Although Pink explains that the Church can only exercise its authority over the baptized, this does not rule out directing Christian political authorities “to use coercion to defend her [i.e., the Church’s] jurisdiction against those unbaptized who interfere from without, proselytizing on behalf of false religions” and to punish heretics and schismatics. As previously noted, Pink argues that DH’s seemingly contradictory affirmation that individuals and religious communities should be able to believe and practice their religion free from state coercion does not represent a change in the Church’s teaching that the Church can direct the state to act in the ways described above, but rather a decision that in the present moment such action is inopportune.

Such an interpretation of DH is belied by a key passage:

It is in accordance with their dignity as persons—that is, beings endowed with reason and free will and therefore privileged to bear personal responsibility—that all men should be at once impelled by nature and also bound by a moral obligation to seek the truth, especially religious truth. They are also bound to adhere to the truth, once it is known, and to order their whole lives in accord with the demands of truth. However, men cannot discharge these obligations in a manner in keeping with their own nature unless they enjoy immunity from external coercion as well as psychological freedom.

DH does not treat the question of religious freedom as primarily a matter of jurisdiction, of who does and does not have the authority to use coercion in religious matters; rather, it asserts that religious freedom is the fitting precondition for fulfilling the obligation to seek and hold to the truth. As the theologian David L. Schindler explains in his commentary on DH, the declaration proposes a teleological understanding of religious freedom in which freedom and truth are intrinsically linked. The human person is drawn by nature to seek out and hold the truth whose fullness is revealed in God’s revelation in Christ, but this vision of human fulfillment implies a human subjectivity whose freedom must be respected as it seeks out the truth which fulfills it.
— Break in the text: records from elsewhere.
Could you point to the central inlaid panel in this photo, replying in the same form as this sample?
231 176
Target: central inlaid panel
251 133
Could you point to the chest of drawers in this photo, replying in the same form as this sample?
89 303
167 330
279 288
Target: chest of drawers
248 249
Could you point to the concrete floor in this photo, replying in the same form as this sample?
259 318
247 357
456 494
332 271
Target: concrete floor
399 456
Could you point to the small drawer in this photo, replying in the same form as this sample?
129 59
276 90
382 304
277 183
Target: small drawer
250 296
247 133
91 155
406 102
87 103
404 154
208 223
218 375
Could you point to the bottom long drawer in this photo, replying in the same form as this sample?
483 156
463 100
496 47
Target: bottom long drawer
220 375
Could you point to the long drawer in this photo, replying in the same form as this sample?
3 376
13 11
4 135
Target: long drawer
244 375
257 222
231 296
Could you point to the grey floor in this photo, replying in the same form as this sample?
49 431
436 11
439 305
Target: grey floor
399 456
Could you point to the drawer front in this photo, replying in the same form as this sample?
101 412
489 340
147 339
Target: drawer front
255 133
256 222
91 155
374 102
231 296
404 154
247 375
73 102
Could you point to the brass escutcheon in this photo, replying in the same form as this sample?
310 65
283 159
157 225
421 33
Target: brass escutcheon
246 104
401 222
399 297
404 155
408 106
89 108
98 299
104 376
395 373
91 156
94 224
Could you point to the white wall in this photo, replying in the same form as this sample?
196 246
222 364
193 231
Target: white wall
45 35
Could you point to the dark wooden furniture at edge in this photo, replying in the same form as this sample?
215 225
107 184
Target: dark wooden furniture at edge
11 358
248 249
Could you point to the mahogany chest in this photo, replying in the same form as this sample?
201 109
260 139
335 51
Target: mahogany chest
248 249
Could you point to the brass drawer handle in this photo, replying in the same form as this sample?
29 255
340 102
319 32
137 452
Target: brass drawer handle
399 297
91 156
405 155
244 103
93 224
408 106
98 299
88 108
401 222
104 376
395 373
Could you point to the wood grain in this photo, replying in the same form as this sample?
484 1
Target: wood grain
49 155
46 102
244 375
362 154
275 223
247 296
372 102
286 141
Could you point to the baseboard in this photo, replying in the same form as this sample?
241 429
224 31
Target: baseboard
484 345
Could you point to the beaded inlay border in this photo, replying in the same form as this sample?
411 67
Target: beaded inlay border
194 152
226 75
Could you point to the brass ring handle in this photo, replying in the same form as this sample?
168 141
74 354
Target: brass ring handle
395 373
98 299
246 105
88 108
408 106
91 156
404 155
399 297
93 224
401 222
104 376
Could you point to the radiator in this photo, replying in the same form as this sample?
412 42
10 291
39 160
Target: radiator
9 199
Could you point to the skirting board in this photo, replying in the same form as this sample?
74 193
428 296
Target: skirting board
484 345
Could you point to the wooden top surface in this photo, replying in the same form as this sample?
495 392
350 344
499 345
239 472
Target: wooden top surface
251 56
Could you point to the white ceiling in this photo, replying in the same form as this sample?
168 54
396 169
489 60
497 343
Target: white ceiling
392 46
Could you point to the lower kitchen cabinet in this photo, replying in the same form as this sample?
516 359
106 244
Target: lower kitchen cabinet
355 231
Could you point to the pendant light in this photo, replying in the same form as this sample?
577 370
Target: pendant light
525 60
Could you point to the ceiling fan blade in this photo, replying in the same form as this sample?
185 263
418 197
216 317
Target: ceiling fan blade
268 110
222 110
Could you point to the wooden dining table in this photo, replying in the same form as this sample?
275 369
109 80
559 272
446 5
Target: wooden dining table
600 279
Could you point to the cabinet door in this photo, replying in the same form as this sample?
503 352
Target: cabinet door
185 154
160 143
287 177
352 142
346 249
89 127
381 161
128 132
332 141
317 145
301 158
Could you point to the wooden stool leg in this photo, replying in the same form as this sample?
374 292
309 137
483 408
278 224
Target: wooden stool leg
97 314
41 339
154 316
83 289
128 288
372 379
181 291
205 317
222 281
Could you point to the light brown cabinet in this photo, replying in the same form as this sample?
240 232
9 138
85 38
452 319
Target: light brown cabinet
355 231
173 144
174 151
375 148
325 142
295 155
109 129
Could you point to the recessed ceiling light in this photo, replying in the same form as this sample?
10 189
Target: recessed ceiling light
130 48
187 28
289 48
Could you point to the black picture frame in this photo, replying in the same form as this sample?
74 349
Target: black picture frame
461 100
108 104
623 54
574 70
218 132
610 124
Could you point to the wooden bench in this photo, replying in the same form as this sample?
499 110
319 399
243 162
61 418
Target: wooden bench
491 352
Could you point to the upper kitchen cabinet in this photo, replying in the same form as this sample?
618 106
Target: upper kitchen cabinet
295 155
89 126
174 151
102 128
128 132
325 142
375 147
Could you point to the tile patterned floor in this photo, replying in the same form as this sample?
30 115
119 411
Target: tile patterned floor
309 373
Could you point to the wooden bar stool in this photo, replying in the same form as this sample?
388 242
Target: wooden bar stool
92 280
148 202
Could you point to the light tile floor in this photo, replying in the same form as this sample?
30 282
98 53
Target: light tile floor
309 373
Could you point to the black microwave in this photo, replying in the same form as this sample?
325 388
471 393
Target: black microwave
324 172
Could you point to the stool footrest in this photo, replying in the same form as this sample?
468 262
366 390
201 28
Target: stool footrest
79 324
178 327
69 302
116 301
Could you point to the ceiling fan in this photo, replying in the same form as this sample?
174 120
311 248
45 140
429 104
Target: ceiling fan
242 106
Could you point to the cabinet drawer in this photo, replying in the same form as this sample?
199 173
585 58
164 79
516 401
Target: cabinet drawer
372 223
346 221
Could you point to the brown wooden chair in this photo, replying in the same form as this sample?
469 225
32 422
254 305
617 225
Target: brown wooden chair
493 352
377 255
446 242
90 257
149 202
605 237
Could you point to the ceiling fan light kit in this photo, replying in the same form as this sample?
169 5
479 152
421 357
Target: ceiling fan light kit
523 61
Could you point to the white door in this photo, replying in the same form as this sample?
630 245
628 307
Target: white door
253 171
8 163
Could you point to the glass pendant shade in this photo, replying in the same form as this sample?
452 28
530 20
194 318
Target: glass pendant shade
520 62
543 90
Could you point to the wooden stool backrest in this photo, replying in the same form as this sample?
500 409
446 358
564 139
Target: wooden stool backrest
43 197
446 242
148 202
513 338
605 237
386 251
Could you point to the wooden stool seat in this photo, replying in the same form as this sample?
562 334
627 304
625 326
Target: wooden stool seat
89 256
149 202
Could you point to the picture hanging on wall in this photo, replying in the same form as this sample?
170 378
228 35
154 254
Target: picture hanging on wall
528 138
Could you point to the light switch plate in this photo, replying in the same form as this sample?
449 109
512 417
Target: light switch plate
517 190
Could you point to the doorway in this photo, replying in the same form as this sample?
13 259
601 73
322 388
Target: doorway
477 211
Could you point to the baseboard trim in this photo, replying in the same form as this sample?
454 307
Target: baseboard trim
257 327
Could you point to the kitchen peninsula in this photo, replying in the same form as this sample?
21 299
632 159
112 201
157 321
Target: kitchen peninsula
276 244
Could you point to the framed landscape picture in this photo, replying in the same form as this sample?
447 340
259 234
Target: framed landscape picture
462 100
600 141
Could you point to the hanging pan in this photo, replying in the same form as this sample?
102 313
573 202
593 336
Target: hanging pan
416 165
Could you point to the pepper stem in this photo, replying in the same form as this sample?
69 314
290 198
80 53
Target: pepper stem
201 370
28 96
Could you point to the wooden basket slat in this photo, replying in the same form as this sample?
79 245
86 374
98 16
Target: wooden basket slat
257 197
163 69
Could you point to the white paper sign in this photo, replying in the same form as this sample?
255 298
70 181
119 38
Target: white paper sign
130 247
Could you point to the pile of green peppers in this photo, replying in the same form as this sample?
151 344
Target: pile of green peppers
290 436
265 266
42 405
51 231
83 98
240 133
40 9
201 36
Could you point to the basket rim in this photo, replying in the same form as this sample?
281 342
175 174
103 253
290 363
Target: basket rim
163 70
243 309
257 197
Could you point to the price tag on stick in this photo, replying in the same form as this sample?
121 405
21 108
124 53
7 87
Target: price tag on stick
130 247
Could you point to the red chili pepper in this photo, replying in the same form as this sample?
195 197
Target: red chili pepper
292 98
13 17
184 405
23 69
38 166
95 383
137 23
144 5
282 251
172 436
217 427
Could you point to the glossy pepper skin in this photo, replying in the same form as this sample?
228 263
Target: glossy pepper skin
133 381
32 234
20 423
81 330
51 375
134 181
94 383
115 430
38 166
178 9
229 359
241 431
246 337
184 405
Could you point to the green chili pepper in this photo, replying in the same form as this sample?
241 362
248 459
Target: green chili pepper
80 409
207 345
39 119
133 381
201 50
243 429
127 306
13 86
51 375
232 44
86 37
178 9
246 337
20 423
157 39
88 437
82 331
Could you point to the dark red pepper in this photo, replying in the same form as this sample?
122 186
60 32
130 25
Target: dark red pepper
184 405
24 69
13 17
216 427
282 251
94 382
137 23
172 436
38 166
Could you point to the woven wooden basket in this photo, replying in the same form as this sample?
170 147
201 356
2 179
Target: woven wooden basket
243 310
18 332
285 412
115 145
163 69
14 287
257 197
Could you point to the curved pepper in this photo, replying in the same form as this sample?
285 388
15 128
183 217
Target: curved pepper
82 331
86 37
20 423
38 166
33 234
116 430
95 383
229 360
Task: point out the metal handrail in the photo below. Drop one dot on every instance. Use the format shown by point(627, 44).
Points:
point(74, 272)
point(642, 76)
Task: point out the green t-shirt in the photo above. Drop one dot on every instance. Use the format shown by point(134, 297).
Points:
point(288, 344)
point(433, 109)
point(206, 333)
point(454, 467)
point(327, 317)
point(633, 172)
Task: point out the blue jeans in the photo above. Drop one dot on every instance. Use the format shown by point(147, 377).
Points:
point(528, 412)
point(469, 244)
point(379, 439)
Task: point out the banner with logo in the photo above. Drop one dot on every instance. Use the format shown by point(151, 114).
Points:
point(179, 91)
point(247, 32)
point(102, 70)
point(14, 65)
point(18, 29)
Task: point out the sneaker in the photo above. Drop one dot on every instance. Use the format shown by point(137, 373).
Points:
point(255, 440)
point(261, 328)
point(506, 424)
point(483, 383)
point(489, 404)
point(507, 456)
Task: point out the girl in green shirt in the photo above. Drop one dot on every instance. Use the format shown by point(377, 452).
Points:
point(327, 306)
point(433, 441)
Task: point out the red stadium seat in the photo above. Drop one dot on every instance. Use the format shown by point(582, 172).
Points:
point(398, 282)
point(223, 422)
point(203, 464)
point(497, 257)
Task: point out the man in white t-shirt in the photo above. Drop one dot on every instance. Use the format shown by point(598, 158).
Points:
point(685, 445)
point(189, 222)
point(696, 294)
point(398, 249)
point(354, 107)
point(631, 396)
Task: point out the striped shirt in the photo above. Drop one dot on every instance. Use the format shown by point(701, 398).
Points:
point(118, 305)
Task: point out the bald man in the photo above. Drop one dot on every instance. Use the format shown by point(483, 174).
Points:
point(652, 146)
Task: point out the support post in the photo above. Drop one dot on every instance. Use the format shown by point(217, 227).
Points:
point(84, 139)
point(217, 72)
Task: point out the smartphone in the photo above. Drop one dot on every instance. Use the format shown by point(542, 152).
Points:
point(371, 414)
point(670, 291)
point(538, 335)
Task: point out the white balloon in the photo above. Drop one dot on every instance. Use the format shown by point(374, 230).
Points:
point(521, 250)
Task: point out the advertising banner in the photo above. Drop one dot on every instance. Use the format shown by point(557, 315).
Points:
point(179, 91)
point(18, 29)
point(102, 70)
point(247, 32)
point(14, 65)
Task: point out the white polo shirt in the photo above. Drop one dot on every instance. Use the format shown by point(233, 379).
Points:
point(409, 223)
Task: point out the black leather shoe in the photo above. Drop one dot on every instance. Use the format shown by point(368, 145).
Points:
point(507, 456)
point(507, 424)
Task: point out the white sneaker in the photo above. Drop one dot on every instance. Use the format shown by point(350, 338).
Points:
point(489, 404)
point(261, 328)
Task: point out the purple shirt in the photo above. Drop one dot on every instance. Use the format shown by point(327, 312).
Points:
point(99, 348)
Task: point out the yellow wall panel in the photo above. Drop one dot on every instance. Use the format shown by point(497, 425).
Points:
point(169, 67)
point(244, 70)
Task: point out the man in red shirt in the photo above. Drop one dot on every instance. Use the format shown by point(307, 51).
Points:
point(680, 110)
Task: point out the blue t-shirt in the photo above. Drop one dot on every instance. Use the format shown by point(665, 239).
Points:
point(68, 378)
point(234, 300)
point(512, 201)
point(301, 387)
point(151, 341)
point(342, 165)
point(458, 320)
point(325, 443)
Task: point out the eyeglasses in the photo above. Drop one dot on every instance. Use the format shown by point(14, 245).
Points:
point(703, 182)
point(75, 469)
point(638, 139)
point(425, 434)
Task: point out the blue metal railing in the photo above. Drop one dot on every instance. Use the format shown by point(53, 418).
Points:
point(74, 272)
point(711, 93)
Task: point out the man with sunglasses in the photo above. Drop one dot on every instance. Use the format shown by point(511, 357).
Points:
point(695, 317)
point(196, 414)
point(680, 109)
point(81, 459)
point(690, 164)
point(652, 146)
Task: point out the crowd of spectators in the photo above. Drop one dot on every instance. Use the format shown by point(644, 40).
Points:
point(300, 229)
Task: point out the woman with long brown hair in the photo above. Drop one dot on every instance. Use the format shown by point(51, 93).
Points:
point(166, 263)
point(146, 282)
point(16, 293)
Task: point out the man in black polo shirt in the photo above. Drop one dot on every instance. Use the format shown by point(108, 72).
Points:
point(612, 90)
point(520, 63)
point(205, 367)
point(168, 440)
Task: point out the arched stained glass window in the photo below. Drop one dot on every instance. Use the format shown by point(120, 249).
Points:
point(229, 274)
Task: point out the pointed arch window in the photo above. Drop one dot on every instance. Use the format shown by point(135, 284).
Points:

The genius of DH is that it demonstrates that the “traditional Catholic doctrine on the moral duty of men and societies toward the true religion and toward the one Church of Christ,” which had in the past been used to justify a coercive role for the state in religious matters, is instead the very basis for religious freedom. The implication of DH’s teaching is that the state cannot exercise coercion in religious matters even at the direction of the Church; the Church’s responsibility is to guide society toward the truth, but it must do so “in a manner in keeping with [persons’] own nature,” which excludes any form of state coercion.

The reasons for this dramatic development in Church teaching are simply an extension of the reasons why the Church ultimately found Bellarmine’s theory of indirect power unsatisfactory. The Church first found that its exercise of temporal jurisdiction was incompatible with the spiritual good that is its aim. What the Church has subsequently discovered is that the problem is not sidestepped by introducing the state as its agent. Rather, the problem was ultimately the use of temporal means, particularly state coercion, in pursuit of spiritual ends, whether those temporal means are exercised by the church or the state.

Regardless of who ultimately authorizes it, state coercion in matters of religious practice is a violation of the person’s inherent dynamism toward truth in freedom, unless that coercion is aimed at preventing conduct that violates the natural law (what DH calls “the just demands of public order”) rather than religious practice qua religious. This does not preclude the Church appealing to Christians’ consciences to shape public policy or even using the coercive means available to it for the same purpose (for example, withholding communion from politicians who steadfastly support abortion), as these are spiritual means appropriate to the spiritual ends at which the Church aims. Nor does it deny the state’s obligation to create “conditions favorable to the fostering of religious life,” as DH itself affirms. Rather, it is the recognition that those favorable conditions must include religious freedom if they are to be consistent with human dignity.